Approximate Nearest Neighbor vs Exact Search: Vector Search Trade-offs

Overview

Approximate Nearest Neighbor (ANN) search finds vectors that are close to a query vector in high-dimensional space, trading a small probability of missing the exact nearest neighbors for dramatically faster query times. HNSW (Hierarchical Navigable Small World), IVF-PQ, and ScaNN are the dominant ANN algorithms powering production vector databases. HNSW builds a multi-layer graph where each layer is a small-world network of vector connections, enabling logarithmic-time traversal to find approximate neighbors.

Exact search (also called flat search or brute-force search) computes the exact distance between a query vector and every vector in the corpus to find the true nearest neighbors. FAISS's IndexFlatL2/IndexFlatIP implements this — it guarantees perfect recall but scales as O(n) with corpus size. On modern CPUs with SIMD acceleration or GPUs, exact search handles millions of vectors per second, making it practical for small-to-medium corpora.

Key Technical Differences

HNSW's graph structure is the key to ANN efficiency. During index construction, each vector is connected to M nearest neighbors in multiple hierarchical layers. At query time, traversal starts at the top layer (sparse long-range connections) and greedily navigates toward the query vector, descending layers until reaching the base graph with full density. This greedy graph search achieves O(log n) complexity, enabling 10-100ms queries on billion-scale indexes that would take minutes with exact search.

The recall-latency trade-off is controlled by the ef_search parameter in HNSW: higher values explore more candidate nodes, increasing recall toward 100% at the cost of latency. Production systems typically tune ef_search to achieve 95-99% recall — meaning 1-5% of queries may miss the true nearest neighbor, returning a very similar but not optimal result. For semantic search and RAG, this recall loss is negligible: the difference between the 1st and 2nd nearest neighbor in embedding space is rarely meaningful.

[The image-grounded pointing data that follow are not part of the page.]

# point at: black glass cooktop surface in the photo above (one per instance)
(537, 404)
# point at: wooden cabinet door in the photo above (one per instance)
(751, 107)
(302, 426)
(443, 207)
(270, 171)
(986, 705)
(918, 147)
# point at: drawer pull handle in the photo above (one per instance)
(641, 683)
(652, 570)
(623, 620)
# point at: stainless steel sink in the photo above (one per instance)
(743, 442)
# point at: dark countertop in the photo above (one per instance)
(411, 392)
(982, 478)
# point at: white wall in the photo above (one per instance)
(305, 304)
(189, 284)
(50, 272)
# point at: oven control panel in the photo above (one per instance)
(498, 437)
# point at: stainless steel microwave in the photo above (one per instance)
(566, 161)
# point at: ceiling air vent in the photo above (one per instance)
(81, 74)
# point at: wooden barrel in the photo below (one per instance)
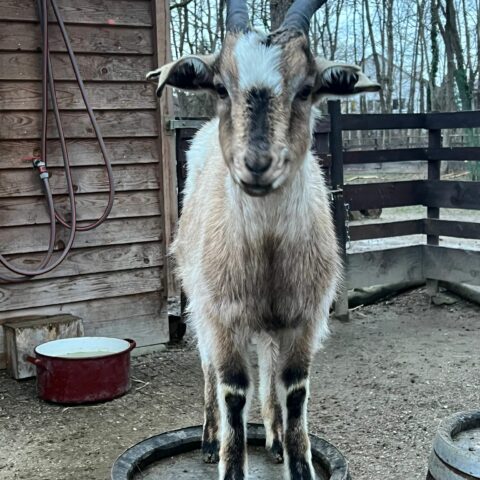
(456, 449)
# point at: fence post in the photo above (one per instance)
(336, 150)
(434, 171)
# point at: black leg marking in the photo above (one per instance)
(295, 403)
(210, 451)
(235, 451)
(276, 451)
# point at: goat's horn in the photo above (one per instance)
(300, 13)
(237, 16)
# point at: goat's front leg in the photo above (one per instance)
(234, 388)
(268, 352)
(296, 357)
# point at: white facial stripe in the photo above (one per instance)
(258, 64)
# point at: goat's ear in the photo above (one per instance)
(194, 72)
(339, 79)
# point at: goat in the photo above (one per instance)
(256, 249)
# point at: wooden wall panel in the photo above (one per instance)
(82, 152)
(122, 12)
(34, 238)
(108, 68)
(123, 123)
(114, 276)
(16, 211)
(15, 36)
(107, 95)
(21, 183)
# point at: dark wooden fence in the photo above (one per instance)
(411, 263)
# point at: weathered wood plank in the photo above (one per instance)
(27, 125)
(106, 95)
(124, 68)
(142, 317)
(452, 194)
(122, 12)
(32, 210)
(82, 152)
(34, 238)
(454, 265)
(451, 228)
(384, 195)
(385, 230)
(85, 261)
(385, 267)
(41, 293)
(16, 36)
(21, 183)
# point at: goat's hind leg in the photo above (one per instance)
(268, 351)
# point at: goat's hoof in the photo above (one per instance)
(210, 451)
(276, 451)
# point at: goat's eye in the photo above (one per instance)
(305, 92)
(221, 90)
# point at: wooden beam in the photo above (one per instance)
(23, 125)
(84, 39)
(82, 152)
(22, 66)
(386, 229)
(452, 228)
(339, 214)
(121, 12)
(384, 195)
(25, 183)
(385, 267)
(452, 194)
(452, 264)
(167, 167)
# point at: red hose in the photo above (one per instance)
(48, 83)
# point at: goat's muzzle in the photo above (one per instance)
(258, 173)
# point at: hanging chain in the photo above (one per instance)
(347, 226)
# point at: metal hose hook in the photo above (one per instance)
(48, 84)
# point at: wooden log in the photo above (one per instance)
(27, 125)
(121, 12)
(84, 39)
(101, 96)
(34, 238)
(24, 334)
(85, 261)
(85, 287)
(82, 152)
(18, 211)
(385, 267)
(109, 68)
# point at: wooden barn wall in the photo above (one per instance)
(114, 277)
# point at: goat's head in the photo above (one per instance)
(265, 86)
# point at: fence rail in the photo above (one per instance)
(429, 261)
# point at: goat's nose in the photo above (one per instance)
(258, 164)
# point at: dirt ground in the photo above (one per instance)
(379, 389)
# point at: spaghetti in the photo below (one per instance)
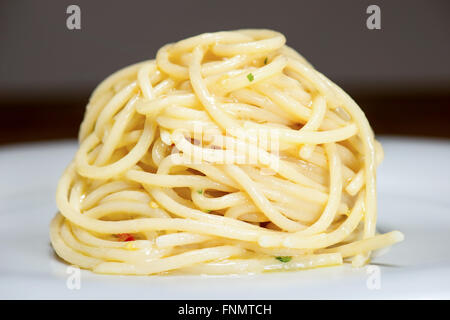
(228, 153)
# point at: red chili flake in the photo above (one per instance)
(125, 237)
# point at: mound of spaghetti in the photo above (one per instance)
(228, 153)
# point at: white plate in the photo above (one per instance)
(414, 197)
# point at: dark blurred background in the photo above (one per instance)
(400, 75)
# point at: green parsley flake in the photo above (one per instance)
(284, 259)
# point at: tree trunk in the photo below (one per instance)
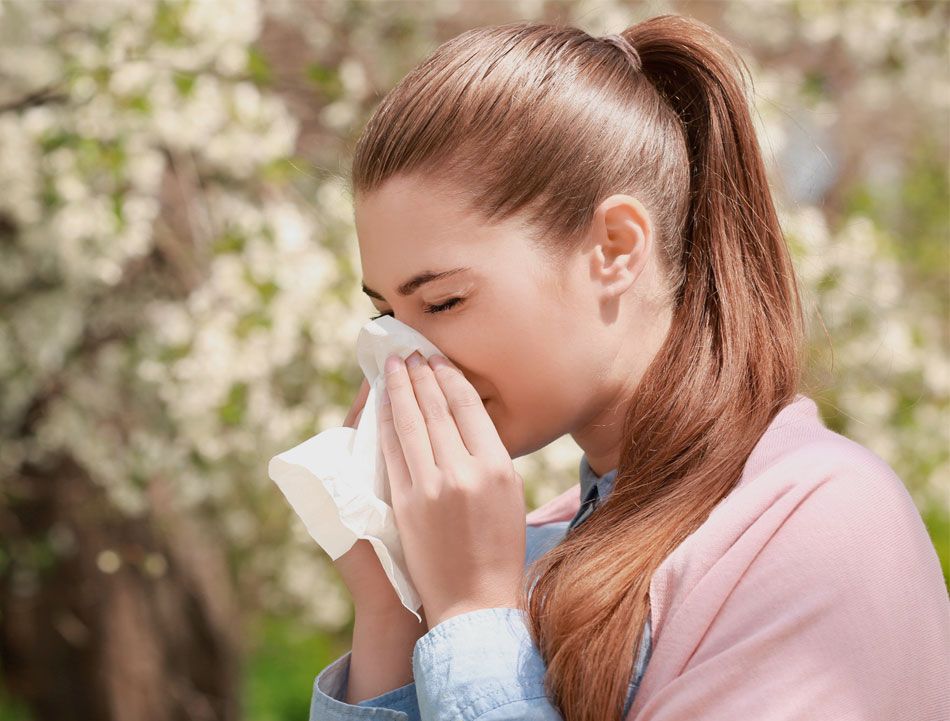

Index construction cost is a one-time investment. HNSW construction for 1M 768-dimensional vectors (typical BERT embeddings) takes 2-10 minutes and requires O(n * M) memory for the graph connections on top of the raw vectors. DiskANN (Microsoft Research) reduces this memory overhead by storing the graph on disk with an SSD-optimized access pattern, enabling billion-scale indexes on commodity hardware.*

Performance & Scale

FAISS benchmarks: exact search (IndexFlatL2) achieves ~1M QPS on GPU for 1M 128-dimensional vectors. HNSW achieves similar QPS at 1B vectors with >95% recall — maintaining sub-millisecond latency at 1000x the scale. For RAG production systems: at 10M document chunks, exact search takes 50-500ms per query; HNSW takes 5-20ms. This difference determines whether vector retrieval is on the critical path of user-facing latency budgets.

When to Choose Each

Choose ANN (HNSW, IVF-PQ, ScaNN) for all production vector search applications exceeding 100K vectors. The recall-latency trade-off is overwhelmingly favorable for real-world semantic search and retrieval applications. Choose exact search for small corpora, evaluation benchmarking, or compliance-sensitive applications requiring guaranteed recall.

Bottom Line

ANN search is the production standard for vector databases at any meaningful scale. Exact search is valuable for correctness testing and small-scale applications. The recall loss from ANN is typically 1-5% and rarely impacts end-user experience in semantic search or RAG applications — the latency benefit is almost always worth the trade-off beyond 50K vectors.